Karena musyawarah bertujuan mencari kebenaran, maka yang
berhak untuk menjadi anggota majlis syura ialah orang-orang
yang berkompeten dalam bidangnya masing-masing, dan
mereka ditunjuk oleh khalifah. Merekalah yang memahami
setiap permasalahan beserta solusinya dalam bidangnya
masing-masing.

Beda halnya dengan demokrasi, anggotanya dipilih oleh rakyat,
merekalah yang mencalonkan para perwakilan mereka. Setiap
anggota masyarakat, siapapun dia –tidak ada bedanya antara
peminum khamer, pezina, dukun, perampok, orang kafir dengan
orang muslim yang bertaqwa-, orang waras dan orang gendeng
atau bahkan gurunya orang gendeng memiliki hak yang sama
untuk dicalonkan dan mencalonkan. Oleh karena itu tidak heran
bila di negara demokrasi, para pelacur, pemabuk, waria dan
yang serupa menjadi anggota parlemen, atau berdemonstrasi
menuntut kebebasan dalam menjalankan praktek
kemaksiatannya.

Bila ada yang berkata: Ini kan hanya sebatas istilah, dan yang
dimaksud oleh ulama’ atau tokoh masyarakat dari ucapan
demokrasi islam ialah sistem syura’, bukan sitem demokrasi ala
orang-orang kafir, sehingga ini hanya sebatas penamaan.
Jawaban dari sanggahan ini ialah:

Pertama: Istilah ini adalah istilah yang muhdats (hasil rekayasa
manusia) maka tidak layak dan tidak dibenarkan menggunakan
istilah-istilah yang semacam ini dalam agama Islam yang telah
sempurna dan telah memiliki istilah tersendiri yang bagus serta
selamat dari makna yang batil.

Kedua: Penggunaan istilah ini merupakan praktek menyerupai
(tasyabbuh) dengan orang-orang kafir, dan Islam telah
mengharamkan atas umatnya perbuatan nmenyerupai orangorang
kafir dalam hal-hal yang merupakan ciri khas mereka.
Rasulullah Shallallahu ‘alaihi wa Salam bersabda:

“Barang siapa yang menyerupai suatu kaum, maka ia tergolong
dari mereka.” (Abu Dawud dll)

Dalam sistem demokrasi yang meyakini, bahwa suara rakyat adalah suara Tuhan, maka rakyat akan memilih pemimpin sesuai dengan seleranya. Jika rakyat suka berjudi, maka mereka akan memilih pemimpin yang mendukung hobi mereka.
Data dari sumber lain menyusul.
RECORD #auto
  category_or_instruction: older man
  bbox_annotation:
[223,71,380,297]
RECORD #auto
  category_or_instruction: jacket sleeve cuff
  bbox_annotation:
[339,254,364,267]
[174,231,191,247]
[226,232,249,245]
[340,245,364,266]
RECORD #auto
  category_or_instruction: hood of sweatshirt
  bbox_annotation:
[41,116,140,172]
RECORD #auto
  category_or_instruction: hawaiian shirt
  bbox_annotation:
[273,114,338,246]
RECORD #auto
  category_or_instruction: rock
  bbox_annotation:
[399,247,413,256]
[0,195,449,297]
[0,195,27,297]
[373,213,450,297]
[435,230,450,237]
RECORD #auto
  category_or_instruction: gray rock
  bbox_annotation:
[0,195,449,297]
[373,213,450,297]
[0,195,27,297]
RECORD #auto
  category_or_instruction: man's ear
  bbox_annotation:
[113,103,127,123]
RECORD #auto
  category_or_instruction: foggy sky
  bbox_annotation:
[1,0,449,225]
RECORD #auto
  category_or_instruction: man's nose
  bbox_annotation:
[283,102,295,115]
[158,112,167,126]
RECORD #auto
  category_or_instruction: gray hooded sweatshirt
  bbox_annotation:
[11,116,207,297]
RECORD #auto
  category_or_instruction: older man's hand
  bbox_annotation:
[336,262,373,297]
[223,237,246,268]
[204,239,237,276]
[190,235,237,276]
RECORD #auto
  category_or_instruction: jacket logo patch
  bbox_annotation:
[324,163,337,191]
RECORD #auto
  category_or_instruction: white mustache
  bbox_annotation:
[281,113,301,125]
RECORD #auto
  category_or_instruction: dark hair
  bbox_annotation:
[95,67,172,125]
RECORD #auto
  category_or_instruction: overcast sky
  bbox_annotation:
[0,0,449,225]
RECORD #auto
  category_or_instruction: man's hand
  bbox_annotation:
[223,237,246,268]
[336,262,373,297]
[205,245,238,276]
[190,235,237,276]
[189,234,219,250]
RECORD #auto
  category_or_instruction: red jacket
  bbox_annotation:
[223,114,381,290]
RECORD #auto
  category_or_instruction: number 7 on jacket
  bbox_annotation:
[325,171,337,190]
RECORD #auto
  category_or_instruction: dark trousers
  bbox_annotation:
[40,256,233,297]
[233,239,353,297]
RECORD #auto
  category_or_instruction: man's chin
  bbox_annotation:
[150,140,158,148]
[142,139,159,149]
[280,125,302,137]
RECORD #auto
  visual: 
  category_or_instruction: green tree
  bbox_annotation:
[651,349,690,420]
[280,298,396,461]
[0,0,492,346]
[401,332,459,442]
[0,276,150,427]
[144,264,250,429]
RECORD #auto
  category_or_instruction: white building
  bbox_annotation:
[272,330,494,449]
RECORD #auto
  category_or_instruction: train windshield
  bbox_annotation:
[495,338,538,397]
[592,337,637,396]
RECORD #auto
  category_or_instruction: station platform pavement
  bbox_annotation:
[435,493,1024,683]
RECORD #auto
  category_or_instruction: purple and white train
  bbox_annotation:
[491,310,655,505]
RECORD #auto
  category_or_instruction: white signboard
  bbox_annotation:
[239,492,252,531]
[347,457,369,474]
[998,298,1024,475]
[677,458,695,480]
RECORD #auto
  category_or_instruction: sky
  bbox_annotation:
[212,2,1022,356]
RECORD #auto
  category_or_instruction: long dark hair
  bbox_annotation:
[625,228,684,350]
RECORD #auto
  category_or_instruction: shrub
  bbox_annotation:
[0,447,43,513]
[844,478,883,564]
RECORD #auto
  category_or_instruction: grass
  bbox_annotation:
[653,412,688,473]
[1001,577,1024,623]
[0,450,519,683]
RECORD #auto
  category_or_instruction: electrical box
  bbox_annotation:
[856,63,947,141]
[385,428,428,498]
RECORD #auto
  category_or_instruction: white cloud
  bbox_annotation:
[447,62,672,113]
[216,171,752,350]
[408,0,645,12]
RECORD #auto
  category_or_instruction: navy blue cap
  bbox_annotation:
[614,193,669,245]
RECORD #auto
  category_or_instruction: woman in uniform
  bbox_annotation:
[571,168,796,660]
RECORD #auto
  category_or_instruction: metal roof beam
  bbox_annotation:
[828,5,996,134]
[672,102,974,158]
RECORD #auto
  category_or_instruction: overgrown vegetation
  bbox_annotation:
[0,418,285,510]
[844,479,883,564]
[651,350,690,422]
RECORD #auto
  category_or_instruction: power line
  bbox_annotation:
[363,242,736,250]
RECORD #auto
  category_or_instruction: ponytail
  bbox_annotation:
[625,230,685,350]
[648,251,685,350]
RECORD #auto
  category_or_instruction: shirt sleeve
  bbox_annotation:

Jika rakyat suka dangdut, maka ia akan memilih partai yang mendukung dangdut. Jika rakyat hobi pengajian, maka mereka akan memilih partai yang menggalakkan pengajian. Karena ingin meraih suara rakyat itulah, ada partai yang mempunyai program seperti “tong sampah”. Apa saja diadakan, yang penting dapat dukungan.

Wahai kaum Muslim,
Slogan demokratisasi ternyata mengandung muatan kepentingan negara besar pengemban ideologi kufur sekulerisme kapitalisme. Banyak sekali slogan dan wajah manis yang disajikan di hadapan kita. Sekilas nampak baik, tapi sebenarnya hanyalah tipuan belaka. Karenanya, waspadalah dalam mensikapi berbagai slogan dan propaganda serta aktivitas kaum imperialis di dunia Islam. Allah SWT mengingatkan kita dalam firman-Nya:

Telah nampak kebencian dari mulut-mulut mereka, dan apa yang disembunyikan dada mereka lebih besar (TQS. Ali Imran[3]:118).